After a slow and underwhelming start, Cannes definitely stepped up the quality level in its closing week. Babel, the epic new globalised multi-plot melodrama from Amores Perros and 21 Grams director Alejandro Gonzales Inarritu, put audiences through the emotional mangle in four different languages. Meanwhile his friend and fellow Mexican superstar director Guillermo Del Toro delivered the fantasy rollercoaster ride of the festival with Pan’s Labyrinth, a supernatural fairy tale set in fascist Spain soon after the Civil War. Two very different films, both of them excellent.
As ever at Cannes, the festival fringes have thrown up some of the finest, weirdest movie moments. Like the night time beach screening of Daft Punk’s Electroma, a psychedelic sci-fi road movie directed by the Parisian techno duo with a nod to arthouse classics by Antonioni, Kubrick and early George Lucas.

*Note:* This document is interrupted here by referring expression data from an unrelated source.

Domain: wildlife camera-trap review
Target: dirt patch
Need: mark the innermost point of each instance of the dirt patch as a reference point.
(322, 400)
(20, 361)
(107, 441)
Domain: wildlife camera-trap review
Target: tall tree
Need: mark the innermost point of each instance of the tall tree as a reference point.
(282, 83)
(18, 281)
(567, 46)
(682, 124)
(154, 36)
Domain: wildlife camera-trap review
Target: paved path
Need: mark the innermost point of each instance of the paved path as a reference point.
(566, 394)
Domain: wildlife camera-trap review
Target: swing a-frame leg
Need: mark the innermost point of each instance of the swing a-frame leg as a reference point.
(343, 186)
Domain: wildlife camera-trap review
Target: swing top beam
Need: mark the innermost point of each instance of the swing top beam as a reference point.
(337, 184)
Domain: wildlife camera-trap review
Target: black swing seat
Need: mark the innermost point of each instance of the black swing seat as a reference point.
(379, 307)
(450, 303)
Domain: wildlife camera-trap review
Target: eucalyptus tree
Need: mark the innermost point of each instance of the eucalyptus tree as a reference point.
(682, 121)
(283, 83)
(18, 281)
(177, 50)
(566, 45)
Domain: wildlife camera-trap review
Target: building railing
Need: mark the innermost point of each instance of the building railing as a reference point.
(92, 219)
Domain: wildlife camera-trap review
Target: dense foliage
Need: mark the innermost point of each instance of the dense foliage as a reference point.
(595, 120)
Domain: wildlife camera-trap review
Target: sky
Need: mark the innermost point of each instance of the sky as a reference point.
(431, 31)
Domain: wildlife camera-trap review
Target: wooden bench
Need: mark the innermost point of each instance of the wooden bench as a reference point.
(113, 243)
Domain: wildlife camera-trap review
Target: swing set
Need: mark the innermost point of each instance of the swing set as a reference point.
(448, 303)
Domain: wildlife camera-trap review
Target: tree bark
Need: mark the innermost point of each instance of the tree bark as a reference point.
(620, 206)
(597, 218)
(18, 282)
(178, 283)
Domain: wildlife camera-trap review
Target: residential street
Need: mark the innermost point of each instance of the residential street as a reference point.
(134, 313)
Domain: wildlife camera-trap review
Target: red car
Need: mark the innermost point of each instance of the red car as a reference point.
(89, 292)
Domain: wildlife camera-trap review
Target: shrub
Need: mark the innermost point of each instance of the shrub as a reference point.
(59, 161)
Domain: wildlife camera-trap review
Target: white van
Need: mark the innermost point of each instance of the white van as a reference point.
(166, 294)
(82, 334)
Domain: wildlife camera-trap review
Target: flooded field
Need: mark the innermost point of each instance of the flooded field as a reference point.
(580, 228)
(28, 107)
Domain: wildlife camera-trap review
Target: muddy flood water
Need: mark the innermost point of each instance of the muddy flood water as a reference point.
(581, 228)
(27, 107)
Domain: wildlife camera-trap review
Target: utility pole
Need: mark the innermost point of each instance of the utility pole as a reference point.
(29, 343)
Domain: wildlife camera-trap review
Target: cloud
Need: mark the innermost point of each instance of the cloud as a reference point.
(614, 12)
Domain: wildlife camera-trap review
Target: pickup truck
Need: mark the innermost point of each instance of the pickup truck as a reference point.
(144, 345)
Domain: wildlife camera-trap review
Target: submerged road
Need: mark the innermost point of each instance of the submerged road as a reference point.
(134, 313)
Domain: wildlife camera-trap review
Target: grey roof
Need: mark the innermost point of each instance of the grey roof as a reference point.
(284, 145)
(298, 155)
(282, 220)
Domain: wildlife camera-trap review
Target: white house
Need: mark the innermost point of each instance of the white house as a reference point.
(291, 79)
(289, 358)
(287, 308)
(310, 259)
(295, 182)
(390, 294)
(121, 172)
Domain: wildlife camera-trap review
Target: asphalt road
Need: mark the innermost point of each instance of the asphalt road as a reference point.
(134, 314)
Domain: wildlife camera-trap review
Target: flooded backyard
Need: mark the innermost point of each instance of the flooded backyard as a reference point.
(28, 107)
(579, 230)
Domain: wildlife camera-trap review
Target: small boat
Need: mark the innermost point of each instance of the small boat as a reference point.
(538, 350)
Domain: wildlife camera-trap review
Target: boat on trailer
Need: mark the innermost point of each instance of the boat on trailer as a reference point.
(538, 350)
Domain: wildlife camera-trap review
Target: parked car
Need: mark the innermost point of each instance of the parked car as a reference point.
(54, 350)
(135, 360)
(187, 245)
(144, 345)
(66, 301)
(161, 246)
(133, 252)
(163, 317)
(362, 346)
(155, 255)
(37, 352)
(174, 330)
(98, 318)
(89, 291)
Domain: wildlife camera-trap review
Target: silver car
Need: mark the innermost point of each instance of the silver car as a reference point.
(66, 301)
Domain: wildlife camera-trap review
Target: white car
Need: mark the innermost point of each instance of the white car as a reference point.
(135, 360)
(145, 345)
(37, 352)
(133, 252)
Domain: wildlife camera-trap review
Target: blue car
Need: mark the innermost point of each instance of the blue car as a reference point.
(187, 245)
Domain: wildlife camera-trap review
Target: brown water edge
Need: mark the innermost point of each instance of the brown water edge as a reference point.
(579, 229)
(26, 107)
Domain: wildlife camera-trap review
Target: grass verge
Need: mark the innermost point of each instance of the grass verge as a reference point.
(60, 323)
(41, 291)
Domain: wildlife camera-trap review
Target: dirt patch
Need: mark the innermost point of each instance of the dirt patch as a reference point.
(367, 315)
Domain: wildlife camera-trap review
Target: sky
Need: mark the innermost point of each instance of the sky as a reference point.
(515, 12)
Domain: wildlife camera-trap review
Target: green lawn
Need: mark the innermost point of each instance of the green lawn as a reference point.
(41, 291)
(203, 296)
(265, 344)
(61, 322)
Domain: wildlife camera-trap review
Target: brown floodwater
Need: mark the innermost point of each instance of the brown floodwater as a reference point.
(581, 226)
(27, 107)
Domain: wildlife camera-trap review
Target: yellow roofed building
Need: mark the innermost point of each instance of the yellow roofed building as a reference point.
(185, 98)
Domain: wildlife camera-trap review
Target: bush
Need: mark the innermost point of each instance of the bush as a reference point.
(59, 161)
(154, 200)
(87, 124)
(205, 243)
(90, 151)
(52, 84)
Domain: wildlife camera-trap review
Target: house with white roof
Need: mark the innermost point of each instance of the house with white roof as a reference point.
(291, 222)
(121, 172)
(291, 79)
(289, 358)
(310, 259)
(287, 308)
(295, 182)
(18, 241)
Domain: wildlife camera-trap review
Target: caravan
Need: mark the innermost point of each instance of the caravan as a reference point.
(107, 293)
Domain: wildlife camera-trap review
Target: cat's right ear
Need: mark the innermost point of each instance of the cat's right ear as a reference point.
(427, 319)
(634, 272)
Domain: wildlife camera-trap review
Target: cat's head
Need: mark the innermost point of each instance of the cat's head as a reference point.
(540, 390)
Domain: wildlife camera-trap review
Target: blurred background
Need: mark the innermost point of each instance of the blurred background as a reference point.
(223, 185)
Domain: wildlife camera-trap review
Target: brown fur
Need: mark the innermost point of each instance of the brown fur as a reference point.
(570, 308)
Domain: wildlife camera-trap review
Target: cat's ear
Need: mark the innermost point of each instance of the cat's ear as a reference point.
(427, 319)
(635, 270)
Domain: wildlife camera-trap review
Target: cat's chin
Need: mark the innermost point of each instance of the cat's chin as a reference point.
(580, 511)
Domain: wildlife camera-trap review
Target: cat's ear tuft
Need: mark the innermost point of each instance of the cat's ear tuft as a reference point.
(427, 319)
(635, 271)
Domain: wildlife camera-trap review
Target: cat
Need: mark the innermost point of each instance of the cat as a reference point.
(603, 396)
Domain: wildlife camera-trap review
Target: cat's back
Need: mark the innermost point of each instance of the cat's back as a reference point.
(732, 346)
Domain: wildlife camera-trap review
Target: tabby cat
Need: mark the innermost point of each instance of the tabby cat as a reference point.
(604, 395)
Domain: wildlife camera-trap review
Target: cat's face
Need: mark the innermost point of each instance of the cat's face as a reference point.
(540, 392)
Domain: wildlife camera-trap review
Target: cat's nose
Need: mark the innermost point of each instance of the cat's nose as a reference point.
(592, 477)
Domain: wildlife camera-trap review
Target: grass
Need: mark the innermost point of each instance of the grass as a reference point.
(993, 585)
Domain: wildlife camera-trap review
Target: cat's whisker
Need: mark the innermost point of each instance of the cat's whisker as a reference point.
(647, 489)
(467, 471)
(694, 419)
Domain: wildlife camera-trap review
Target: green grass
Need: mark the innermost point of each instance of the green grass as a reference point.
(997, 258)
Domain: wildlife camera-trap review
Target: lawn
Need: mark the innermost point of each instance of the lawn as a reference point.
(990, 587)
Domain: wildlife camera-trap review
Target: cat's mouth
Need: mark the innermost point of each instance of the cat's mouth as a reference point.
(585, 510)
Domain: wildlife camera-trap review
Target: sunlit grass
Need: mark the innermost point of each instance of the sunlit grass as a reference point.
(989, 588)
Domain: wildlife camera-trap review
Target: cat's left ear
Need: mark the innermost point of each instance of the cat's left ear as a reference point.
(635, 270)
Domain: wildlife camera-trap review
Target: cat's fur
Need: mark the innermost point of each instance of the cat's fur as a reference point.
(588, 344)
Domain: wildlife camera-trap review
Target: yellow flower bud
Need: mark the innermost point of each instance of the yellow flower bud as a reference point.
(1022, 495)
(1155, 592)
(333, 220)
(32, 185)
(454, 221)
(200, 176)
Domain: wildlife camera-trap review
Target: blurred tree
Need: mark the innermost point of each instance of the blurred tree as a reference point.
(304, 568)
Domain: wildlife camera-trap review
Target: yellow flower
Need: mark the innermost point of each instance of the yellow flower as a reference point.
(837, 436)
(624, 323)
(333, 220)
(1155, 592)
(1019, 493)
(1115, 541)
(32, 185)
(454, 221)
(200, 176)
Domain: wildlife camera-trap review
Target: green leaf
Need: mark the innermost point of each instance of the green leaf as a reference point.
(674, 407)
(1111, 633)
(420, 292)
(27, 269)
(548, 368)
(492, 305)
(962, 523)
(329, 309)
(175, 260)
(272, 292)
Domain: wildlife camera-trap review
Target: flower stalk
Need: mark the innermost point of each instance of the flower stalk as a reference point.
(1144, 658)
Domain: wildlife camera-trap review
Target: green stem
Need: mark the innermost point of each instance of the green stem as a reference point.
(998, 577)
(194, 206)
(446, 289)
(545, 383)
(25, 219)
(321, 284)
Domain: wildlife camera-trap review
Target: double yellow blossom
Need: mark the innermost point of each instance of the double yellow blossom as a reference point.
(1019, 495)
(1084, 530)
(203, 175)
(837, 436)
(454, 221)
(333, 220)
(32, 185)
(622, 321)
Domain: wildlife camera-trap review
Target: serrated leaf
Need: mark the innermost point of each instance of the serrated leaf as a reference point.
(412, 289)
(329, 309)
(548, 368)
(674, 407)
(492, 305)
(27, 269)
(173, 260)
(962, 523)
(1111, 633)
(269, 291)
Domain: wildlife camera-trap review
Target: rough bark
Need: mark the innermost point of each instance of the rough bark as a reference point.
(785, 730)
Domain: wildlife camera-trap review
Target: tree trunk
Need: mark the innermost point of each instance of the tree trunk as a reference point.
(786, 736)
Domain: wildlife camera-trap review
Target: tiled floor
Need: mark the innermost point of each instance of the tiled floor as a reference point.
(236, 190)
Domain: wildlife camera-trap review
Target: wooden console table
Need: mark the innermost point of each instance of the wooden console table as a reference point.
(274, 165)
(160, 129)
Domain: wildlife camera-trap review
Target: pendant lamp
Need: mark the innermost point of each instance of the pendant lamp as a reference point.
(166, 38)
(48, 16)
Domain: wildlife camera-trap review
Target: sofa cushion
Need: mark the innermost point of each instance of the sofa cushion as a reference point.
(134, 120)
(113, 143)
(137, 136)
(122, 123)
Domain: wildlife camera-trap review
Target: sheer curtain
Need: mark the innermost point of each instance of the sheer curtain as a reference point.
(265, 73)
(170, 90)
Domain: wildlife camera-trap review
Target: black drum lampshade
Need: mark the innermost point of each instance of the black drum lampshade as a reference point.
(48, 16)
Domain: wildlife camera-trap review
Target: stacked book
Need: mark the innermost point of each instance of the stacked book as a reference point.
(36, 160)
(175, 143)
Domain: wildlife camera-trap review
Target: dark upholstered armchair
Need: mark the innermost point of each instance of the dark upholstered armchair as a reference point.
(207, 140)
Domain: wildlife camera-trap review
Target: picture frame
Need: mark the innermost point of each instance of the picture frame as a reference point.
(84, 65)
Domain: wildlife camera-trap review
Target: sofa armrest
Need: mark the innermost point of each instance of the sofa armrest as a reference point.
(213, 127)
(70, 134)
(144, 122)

Although the film stars the pair’s iconic robot characters, it contains none of their music and no dialogue. Most critics hated it but Uncut was mesmerised. Almost as trippy was Richard Linklater’s A Scanner Darkly, an innovative and very funny sci-fi stoner comedy starring Keanu Reeves, Winona Ryder and Robert Downey Jr in heavily stylised, semi animated form.
But the biggest, filthiest laughs of the festival were reserved for two unofficial, under the radar screenings. The first was a sneak preview of Borat, the feature debut of the Kazakhstan character created by Sasha Baron Cohen, aka Ali G, an inspired masterclass in politically incorrect humour directed by Curb Your Enthusiasm creator Larry Charles. Its only rival in the rarefied premiere league of ass-to-mouth and animal-sex jokes was Friday’s rowdy midnight debut of Kevin Smith’s Clerks 2, an orgy of foulmouthed genius which reunites the same characters in a fast food restaurant 12 years after the first film.
At the packed screening, Smith was greeted like a rock star. “It’s a massive, massive fucking honour to be here,” the cult writer-director announced as he bounced onstage in tuxedo and surf shorts. “I feel a little awkward to be honest with you… I feel a little gay, but not gay in that awesome cock-sucking way.”
It was the perfect climax to a bumpy Cannes festival which, in the end, delivered the goods. That’s all for now – Uncut is off to dive into a swimming pool full of champagne and porn stars. Hey, that Ken Loach really knows how to throw a party. See you face down on the red carpet next year.